Mi secreto es una tierra de dolor. Pero también es una tumba. Los que mejor guardan secretos son los muertos. La vida, en cambio, los desenvuelve. Pero a veces no queremos saber el secreto de los demás, por eso nos callamos el nuestro. Esto define qué es el dolor ante los demás: un momento en el que el lenguaje calla.

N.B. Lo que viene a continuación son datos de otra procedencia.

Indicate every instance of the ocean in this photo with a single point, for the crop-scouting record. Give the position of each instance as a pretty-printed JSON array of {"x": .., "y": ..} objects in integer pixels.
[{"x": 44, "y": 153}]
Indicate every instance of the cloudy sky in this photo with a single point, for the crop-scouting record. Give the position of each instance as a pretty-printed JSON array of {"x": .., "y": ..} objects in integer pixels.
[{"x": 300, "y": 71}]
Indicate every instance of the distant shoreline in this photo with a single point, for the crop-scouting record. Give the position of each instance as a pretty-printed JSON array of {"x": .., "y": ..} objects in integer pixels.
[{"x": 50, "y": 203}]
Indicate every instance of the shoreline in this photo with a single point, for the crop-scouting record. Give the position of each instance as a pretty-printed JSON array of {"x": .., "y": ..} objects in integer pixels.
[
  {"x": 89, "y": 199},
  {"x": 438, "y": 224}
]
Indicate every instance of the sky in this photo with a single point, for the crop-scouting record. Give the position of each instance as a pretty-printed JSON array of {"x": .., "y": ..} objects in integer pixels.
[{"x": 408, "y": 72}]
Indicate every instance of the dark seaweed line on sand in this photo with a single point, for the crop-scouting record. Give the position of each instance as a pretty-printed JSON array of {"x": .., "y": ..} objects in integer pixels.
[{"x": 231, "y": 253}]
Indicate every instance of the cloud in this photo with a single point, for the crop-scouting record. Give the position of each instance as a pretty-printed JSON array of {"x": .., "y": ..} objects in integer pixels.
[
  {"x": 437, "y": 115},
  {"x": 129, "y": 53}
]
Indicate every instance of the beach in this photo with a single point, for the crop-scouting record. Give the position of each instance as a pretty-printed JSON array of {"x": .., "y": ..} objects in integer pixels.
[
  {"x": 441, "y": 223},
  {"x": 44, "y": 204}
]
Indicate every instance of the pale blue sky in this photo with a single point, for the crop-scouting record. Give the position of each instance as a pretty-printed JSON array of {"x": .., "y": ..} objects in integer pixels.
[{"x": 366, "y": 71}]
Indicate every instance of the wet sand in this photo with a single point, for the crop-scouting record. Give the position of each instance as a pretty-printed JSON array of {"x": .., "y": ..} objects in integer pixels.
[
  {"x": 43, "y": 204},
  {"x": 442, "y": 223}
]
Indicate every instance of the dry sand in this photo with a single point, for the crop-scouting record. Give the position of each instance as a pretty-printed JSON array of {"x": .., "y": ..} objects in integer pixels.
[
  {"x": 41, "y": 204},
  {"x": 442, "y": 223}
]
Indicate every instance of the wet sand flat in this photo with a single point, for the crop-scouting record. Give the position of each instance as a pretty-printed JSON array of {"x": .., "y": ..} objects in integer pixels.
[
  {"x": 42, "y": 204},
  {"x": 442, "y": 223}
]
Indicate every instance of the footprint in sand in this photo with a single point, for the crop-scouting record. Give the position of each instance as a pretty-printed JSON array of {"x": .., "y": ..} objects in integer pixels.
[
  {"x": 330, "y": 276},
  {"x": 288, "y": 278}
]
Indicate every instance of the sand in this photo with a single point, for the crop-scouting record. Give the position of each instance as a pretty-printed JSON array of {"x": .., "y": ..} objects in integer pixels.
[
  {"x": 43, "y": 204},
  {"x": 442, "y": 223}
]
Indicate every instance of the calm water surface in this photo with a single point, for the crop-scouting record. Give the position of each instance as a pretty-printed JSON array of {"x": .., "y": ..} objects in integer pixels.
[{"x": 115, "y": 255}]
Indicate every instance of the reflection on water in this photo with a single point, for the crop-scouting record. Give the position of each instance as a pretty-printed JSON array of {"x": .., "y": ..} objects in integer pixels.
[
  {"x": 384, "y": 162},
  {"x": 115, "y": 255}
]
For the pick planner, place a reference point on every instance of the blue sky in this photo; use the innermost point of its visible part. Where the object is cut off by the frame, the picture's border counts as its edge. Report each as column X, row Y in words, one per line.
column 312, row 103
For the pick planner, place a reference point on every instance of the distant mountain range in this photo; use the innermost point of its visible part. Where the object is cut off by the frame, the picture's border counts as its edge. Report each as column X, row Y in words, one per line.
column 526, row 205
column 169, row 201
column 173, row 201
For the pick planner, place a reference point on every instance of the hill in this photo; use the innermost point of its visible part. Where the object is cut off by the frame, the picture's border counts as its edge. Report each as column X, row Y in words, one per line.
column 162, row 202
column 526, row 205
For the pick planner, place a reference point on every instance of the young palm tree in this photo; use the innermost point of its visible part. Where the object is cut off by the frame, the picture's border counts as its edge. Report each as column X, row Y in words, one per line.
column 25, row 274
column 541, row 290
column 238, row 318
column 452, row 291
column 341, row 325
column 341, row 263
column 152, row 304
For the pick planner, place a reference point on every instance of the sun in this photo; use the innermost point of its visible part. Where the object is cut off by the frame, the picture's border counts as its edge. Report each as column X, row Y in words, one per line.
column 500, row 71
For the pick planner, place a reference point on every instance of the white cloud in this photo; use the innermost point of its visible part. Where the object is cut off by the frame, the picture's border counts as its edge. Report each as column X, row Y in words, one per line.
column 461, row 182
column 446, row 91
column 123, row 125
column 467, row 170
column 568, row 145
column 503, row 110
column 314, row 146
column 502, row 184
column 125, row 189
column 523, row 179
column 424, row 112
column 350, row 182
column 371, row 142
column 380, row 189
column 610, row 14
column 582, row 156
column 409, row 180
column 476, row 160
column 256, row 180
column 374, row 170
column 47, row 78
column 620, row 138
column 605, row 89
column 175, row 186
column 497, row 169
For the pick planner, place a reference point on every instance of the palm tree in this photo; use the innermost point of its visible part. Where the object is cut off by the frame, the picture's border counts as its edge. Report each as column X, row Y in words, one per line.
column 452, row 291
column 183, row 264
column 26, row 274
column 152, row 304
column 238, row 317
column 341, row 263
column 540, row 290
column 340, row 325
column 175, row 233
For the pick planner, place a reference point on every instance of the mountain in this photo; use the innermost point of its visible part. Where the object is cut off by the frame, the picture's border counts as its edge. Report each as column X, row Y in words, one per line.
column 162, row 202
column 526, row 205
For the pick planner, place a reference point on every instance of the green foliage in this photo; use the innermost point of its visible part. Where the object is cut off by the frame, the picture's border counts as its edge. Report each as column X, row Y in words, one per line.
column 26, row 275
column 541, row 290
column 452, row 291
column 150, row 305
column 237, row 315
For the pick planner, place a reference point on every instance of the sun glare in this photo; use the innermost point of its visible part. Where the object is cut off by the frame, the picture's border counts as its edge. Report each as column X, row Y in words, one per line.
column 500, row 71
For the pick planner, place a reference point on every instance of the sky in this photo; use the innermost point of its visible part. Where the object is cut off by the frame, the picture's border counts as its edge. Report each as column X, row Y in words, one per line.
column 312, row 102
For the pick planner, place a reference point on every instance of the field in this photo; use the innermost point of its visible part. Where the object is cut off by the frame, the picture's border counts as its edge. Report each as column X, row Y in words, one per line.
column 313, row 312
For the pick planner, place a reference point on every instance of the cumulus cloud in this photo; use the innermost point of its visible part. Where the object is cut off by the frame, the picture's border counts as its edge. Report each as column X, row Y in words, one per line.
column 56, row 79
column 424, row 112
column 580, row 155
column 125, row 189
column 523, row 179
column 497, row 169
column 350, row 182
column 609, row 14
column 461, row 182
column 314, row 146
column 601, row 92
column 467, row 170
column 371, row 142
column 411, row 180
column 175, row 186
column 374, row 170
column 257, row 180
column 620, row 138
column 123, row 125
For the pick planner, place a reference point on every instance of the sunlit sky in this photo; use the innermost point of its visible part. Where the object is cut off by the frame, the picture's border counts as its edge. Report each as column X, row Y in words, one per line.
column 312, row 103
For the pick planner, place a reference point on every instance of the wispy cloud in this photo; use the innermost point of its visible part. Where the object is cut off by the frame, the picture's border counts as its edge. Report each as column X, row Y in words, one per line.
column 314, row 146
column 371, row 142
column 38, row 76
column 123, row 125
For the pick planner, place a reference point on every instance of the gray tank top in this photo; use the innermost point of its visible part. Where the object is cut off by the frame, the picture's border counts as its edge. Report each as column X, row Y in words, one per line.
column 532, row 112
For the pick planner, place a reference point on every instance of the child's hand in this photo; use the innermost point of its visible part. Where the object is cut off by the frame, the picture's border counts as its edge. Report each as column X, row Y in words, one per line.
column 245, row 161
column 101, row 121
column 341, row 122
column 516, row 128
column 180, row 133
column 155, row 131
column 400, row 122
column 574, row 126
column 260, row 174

La muerte y el dolor no son lo mismo. La vida alberga dolor, pero la muerte lo limita. Si le pedimos a la muerte lo que la vida nos duele, no podremos ni acercarnos a los significados de ambas. Pídele a la vida lo que no puede darte y tendrás ficción. Pídele a la ficción lo que la vida no puede darte y tendrás una invención. Pídele a aquella invención hambrienta de padre lo que puede absorber de ti y tendrás un lenguaje. Un lenguaje que transita la vida y la hace aparecer. Afilada u obtusa, depende de lo que hagas con la vida. Sin duda podrás aceptarla como es, pero rara vez la vida es intuida. Son momentos de esplendor, como los que se tiene al ver la fisura territorial de una tumba. Allí, en la tierra que, a unos pocos metros de profundidad, se descompone el muerto; un muerto que ya no tiene nada, que ni siquiera está desnudo y que lo ha visto todo sobre su propia vida y la tierra que pisó. Aquel muerto, testigo del silencio infinito podrá dar testimonio sin palabras del dolor de sus descendientes por la búsqueda de una nueva tierra, de una nueva raíz, y de una nueva tumba. Allí donde caigas muerto es allí donde acallarás, pero las posibilidades de la vida se reducen únicamente a esta tierra de todos, ciudadanos estoicos que, sin embargo, olvidan su pasado terruño cuando en cualquier momento les aguarda una oportunidad mejor de morir. Morirse mejor. Y morirse definitivamente. Los muertos, los que se quedan, no podrán hablar de cómo fue aquella tierra que ahora otros dejan atrás, y de la que nunca más se harán responsables, porque la tierra abandonada no es sino residuo de memorias y remordimiento, pero no de propiedades contractuales. Ahora que las puertas de la ciudad se abren, ahora que el camino de tierra acaba y el de asfalto comienza: podremos hipotecarnos, conectarnos a la Web, subir al rascacielos «sin tierra» y soñar húmedamente de nuestro porvenir tecnológico. Parece así que podamos ver el futuro de esta sociedad de lo reparable, del repuesto, del recambio y del mantenimiento. Pero no del arraigo y del respeto por los muertos y del peso de nuestros pies que sobre ellos recae. Creo que el mejor trabajo al que se puede optar dentro de una gran ciudad es el de funcionario. El mundo Occidental no merece más recorrido (ya está petrificado, mortificado), tan sólo merece encontrarlo tal y como está y mantenerlo. He aquí nuestro puesto en el cosmos. Ni triste ni admirable; somos unos sujetos neutralizados.
Bienvenidos al mundo, hijos sin tierra.